The British are, as a general rule, obsessed with the weather, an unsurprising fact given the unpredictability of English weather systems and the huge impact they have played on national history. The defeat of the Spanish Armada in 1588 was as much a result of a devastating storm as the strength of British forces, and the steamy summer of 1858 caused the Great Stink of London, resulting in the construction of the city’s sewage system. From the massive floods of 1930 to the Great Freeze of 1963, each of the 365 entries in this intriguing compendium illustrates an important day in the weird and wonderful history of British weather.
Not a perfect book but certainly an entertaining one. Weather reports and historical news separated into 365 pages, one for each day of the year. There's some padding in the form of weather-related snippets from literature and quotations, but the brunt of the text focuses on extremes and sometimes disasters. The historical accounts I found particularly fascinating, although there seems to be a little too much of a focus on cricket for my liking. Generally filled with facts, well laid out and bite-size to boot, this is a hard book to knock too much.
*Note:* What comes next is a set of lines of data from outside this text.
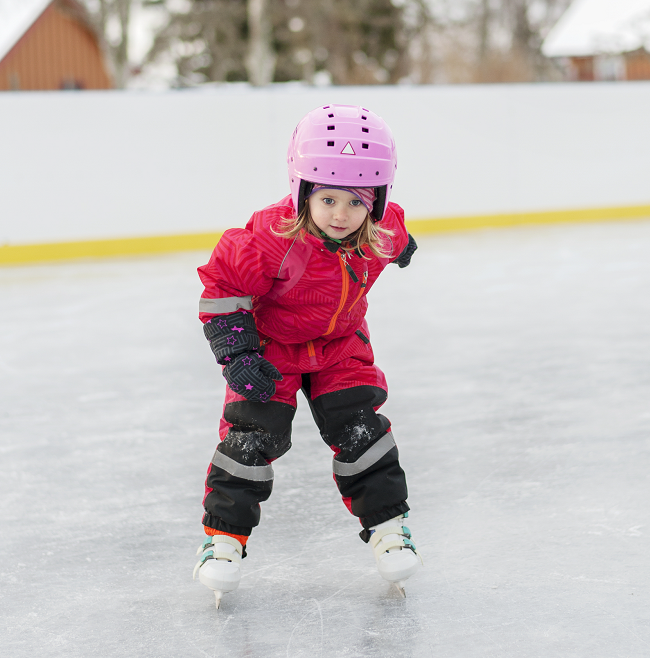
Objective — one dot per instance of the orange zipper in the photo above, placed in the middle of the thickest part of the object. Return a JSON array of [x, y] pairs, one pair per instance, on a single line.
[[364, 281], [344, 295]]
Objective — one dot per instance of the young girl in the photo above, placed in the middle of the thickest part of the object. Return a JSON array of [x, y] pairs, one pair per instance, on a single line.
[[284, 309]]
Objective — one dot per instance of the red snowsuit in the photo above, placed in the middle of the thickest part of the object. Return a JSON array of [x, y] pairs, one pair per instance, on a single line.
[[309, 302]]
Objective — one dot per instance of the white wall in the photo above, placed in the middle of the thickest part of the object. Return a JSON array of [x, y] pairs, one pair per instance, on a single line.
[[89, 165]]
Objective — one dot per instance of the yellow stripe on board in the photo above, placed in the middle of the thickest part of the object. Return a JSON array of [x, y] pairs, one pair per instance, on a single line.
[[448, 224], [34, 253]]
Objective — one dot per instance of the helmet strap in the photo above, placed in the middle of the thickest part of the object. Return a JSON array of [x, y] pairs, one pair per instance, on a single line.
[[303, 192], [379, 207]]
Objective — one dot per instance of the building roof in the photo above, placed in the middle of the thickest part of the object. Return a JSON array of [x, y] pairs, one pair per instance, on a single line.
[[592, 27], [16, 17]]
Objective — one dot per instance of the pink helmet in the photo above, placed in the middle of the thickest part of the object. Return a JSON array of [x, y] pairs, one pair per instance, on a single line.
[[342, 145]]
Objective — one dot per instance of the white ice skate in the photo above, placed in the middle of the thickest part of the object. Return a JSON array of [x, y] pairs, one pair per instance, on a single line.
[[395, 553], [218, 567]]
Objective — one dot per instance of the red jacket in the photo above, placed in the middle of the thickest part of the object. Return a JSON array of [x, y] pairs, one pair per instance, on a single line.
[[298, 289]]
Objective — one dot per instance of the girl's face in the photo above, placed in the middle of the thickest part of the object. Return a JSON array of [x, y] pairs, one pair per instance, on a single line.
[[337, 213]]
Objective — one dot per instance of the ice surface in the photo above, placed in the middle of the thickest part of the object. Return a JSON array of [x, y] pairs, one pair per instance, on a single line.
[[519, 367]]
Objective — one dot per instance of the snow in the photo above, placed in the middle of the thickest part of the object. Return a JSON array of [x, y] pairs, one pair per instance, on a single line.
[[16, 17], [518, 366], [592, 27]]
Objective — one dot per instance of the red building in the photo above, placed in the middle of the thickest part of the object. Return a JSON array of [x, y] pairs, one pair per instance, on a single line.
[[49, 45]]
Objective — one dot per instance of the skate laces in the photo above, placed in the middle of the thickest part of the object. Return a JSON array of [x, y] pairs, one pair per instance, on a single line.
[[401, 539], [210, 552]]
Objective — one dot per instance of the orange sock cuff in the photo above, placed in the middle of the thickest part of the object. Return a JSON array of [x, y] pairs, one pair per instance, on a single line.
[[242, 539]]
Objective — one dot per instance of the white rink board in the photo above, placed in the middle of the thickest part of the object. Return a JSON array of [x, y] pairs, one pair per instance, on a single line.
[[93, 165]]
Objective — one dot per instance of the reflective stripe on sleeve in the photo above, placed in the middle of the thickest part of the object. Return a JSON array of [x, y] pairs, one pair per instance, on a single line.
[[225, 305], [372, 455], [253, 473]]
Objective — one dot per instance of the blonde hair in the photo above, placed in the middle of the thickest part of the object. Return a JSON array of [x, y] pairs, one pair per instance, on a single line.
[[368, 234]]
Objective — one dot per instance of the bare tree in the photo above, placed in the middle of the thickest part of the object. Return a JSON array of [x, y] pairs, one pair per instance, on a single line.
[[112, 19], [260, 60]]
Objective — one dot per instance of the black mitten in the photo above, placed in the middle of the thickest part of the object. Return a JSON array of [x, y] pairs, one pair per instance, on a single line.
[[235, 343], [404, 258]]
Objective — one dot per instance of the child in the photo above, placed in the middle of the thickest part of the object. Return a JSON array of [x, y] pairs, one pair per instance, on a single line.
[[283, 309]]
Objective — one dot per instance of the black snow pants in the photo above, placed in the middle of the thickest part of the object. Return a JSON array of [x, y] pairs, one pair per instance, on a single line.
[[365, 464]]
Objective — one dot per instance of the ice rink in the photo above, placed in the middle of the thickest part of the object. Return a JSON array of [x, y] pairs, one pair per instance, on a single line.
[[519, 367]]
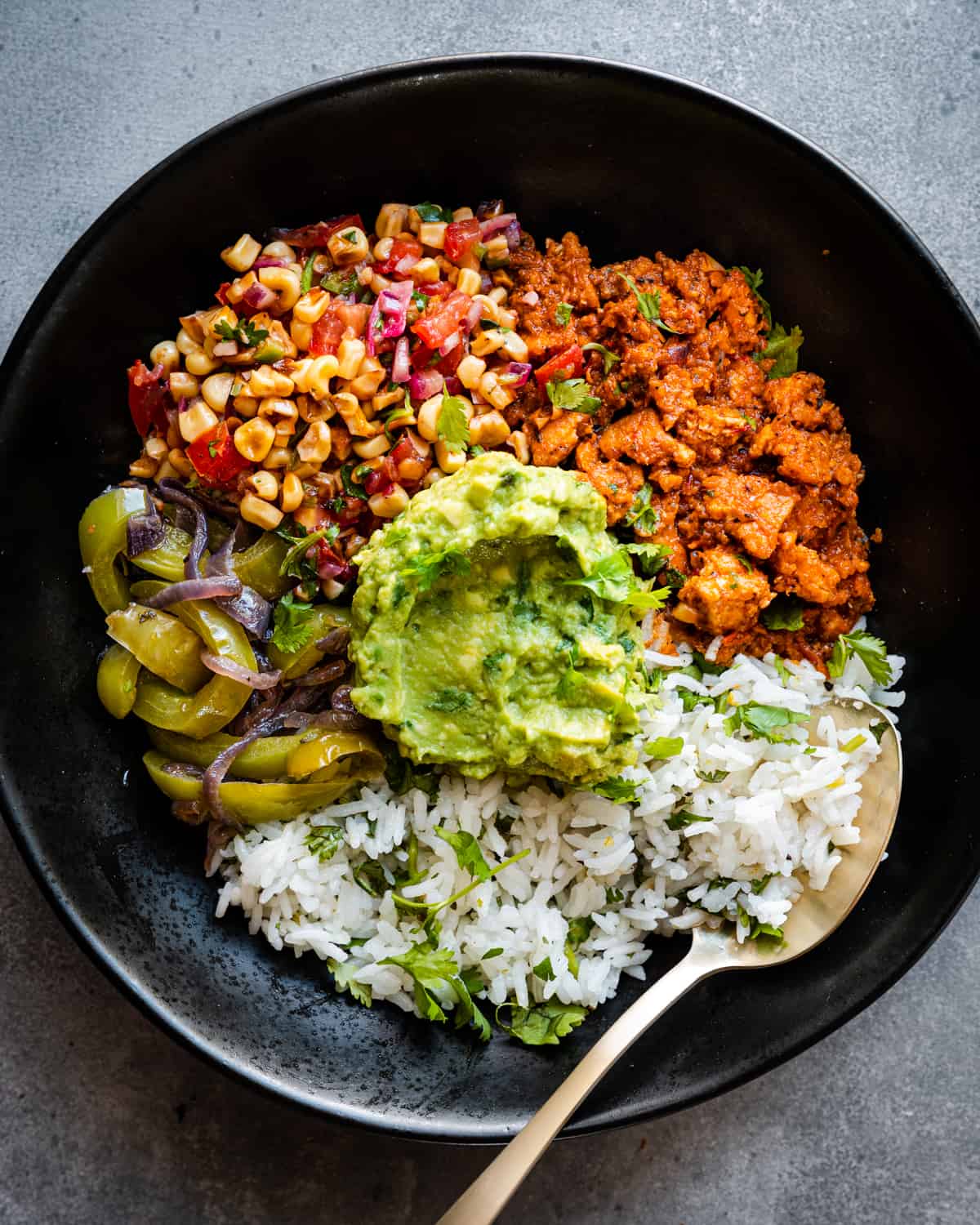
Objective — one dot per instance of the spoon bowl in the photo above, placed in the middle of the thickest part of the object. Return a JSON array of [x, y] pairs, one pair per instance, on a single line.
[[815, 915]]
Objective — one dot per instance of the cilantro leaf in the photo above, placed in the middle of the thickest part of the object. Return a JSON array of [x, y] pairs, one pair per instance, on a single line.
[[783, 347], [609, 357], [784, 612], [755, 282], [617, 789], [343, 980], [325, 842], [450, 701], [573, 394], [426, 568], [451, 424], [664, 746], [292, 627], [544, 1024], [430, 212], [641, 516], [648, 304], [468, 854], [762, 720], [867, 648]]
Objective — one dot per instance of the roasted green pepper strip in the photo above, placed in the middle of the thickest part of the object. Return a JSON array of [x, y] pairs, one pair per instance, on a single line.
[[252, 803], [115, 680], [259, 566], [102, 538], [272, 757], [323, 619], [162, 644], [207, 710], [167, 560]]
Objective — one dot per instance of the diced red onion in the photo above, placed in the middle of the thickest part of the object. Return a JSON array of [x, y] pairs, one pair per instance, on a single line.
[[234, 671], [425, 384], [195, 590], [492, 225]]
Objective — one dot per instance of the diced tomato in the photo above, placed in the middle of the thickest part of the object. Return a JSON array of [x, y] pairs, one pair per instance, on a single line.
[[461, 237], [399, 249], [318, 233], [149, 397], [216, 458], [568, 364], [326, 333], [441, 320]]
Unusual set up. Each day of the year has a page with weather history and facts. If you read the book through its bit repetitive and you keep wanting all the hail stories together. It also needs an index so you can find the Wordsworth bit, etc. However the facts themselves are interesting.
The perfect book for us weather obsessed British with stories, anecdotes and general tit-bits of information that vary from the humorous and light-hearted to the more serious and heart-rendering tales. Each day of the year not only has it's own tales to tell but the authors have also researched back through the weather records to give a quick run down of what to expect on each day (although as they point out this is not to be used as a forecast tool in anyway...). A fascinating collection, well worth reading on a cold wet UK summer's day.
I deliberately spread the reading of this over a whole year, dipping into it and reading accounts of events on each day of the year that have been influenced by the British weather. Inevitably there is a degree of repetition at times, particularly as regards shipwrecks, but there is a lot of interesting stuff here for the weather enthusiast.
Another book to dip into - occasionally. It's a mixture of trivia and more interesting detail. Not a book to sit down and read from cover to cover, but entertaining when reading about the current date. It may take me several years to finish!
I will continue the tradition of my countrymen in examining the weather whenever possible and going out dressed to expect as many different weather conditions as my climate may throw at me at any one day.
Yes, that's me in the shorts, sandals, overcoat and hat.